The Peace Dollar is a silver United States dollar coin minted from 1921 to 1928, then again in 1934 and 1935. Early proposals for the coin called for a commemorative issue to coincide with the end of World War I, but the Peace Dollar was issued as a circulating coin.


Designed by Anthony de Francisci, the Peace Dollar was so named because the word PEACE appears on the bottom of the coin's reverse. It contains 0.77344 troy ounces of silver, and was the successor to the Morgan Dollar, which had not been regularly minted since 1904. With the passage of the Pittman Act in 1918, the mintage of dollar coins was enabled to start again. Prior to the design and acceptance of the Peace Dollar, the Morgan Dollar was minted again in 1921.

After a six-year pause in minting, the Peace Dollar was again minted in 1934 and 1935. It was minted briefly in 1965 (dated 1964), but all examples of this issue were never released to the public and were melted.
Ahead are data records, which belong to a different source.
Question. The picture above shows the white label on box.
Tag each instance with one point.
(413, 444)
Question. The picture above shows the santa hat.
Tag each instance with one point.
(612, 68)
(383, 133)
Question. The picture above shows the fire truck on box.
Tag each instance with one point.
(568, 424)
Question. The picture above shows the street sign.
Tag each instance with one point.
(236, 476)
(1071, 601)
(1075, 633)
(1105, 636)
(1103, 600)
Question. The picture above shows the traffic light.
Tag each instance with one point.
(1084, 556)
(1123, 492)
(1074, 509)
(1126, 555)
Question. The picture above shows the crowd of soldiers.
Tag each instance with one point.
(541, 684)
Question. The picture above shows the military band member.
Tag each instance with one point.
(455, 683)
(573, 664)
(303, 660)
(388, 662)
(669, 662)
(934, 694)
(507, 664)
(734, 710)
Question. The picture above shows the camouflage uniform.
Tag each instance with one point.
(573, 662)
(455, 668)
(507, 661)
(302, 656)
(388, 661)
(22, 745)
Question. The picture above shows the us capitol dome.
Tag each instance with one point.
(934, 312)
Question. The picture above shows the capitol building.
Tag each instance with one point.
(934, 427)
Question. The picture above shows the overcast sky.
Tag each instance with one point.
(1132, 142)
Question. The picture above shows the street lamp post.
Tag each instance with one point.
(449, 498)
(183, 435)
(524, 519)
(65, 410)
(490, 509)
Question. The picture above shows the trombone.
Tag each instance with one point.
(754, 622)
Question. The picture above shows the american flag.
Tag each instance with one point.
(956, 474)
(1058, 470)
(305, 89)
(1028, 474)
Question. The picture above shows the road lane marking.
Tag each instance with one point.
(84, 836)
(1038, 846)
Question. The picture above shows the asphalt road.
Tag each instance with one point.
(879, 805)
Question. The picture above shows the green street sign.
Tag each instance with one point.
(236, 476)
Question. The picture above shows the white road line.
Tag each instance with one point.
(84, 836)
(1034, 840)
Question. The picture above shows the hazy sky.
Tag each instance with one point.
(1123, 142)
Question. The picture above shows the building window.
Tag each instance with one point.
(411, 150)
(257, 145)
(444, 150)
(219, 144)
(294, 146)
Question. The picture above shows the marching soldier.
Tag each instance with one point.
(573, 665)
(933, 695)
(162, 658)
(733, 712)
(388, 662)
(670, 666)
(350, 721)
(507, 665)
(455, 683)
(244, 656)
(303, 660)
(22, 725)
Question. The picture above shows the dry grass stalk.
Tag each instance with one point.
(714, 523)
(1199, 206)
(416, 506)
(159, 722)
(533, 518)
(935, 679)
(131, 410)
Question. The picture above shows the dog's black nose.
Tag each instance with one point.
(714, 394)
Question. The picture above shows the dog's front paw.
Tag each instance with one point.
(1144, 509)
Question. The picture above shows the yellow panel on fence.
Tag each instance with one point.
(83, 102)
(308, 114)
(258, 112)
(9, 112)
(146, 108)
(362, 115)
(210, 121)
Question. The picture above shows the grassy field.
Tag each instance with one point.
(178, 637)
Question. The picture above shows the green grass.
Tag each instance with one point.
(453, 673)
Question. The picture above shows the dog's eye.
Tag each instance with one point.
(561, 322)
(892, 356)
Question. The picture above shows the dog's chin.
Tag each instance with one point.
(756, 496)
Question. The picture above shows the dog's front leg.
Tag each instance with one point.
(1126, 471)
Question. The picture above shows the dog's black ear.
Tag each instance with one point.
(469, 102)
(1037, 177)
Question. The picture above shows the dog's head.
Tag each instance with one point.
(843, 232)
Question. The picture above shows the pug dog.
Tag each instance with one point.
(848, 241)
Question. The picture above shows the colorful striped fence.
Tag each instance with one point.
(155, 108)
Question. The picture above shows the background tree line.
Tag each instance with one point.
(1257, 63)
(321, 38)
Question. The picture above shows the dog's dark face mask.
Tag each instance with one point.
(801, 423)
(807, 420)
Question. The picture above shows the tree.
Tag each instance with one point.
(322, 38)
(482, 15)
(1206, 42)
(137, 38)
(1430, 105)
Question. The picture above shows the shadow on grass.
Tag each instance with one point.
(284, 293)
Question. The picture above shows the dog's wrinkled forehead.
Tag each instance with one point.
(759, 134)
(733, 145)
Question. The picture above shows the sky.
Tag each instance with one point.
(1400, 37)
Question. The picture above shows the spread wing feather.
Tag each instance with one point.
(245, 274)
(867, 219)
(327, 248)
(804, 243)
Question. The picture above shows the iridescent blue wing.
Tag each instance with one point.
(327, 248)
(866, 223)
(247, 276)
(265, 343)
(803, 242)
The Peace Dollar is the last silver dollar minted for circulation in the United States.

Controversy

The Treasury announced the new design on December 19, 1921. Photographs of Baker and de Francisci examining the final plaster model appeared in newspapers, along with written descriptions of the designs, since the Treasury at that time took the position that it was illegal for photographs of a United States coin to be printed in a newspaper. Secretary Mellon gave formal approval to the design on December 20. As it would take the Mint several days to produce working dies, the first strike of the new coins was scheduled for December 29.


The new design was widely reported in newspapers, and was the source of intense public attention. A Mint press release described the reverse as "a large figure of an eagle perched on a broken sword, and clutching an olive branch bearing the word, 'peace'". On December 21, the New York Herald ran a scathing editorial against the new design. At the time, given the traumas of the Great War, Americans were highly sensitive about their national symbols, and unwilling to allow artists any leeway in interpretation. The Mint, the Treasury, and the Fine Arts Commission began to receive large numbers of letters from the public objecting to the design.

The objections were heeded and the coin was redesigned. The Peace dollar was released into circulation on January 3, 1922. In common with all silver and copper-nickel dollar coins struck from 1840 to 1978, the Peace dollar had a diameter of 1.5 inches (38 mm), which was larger than the Mint's subsequently struck modern dollar coins. Its issuance completed the redesign of United States coinage that had begun with issues in 1907.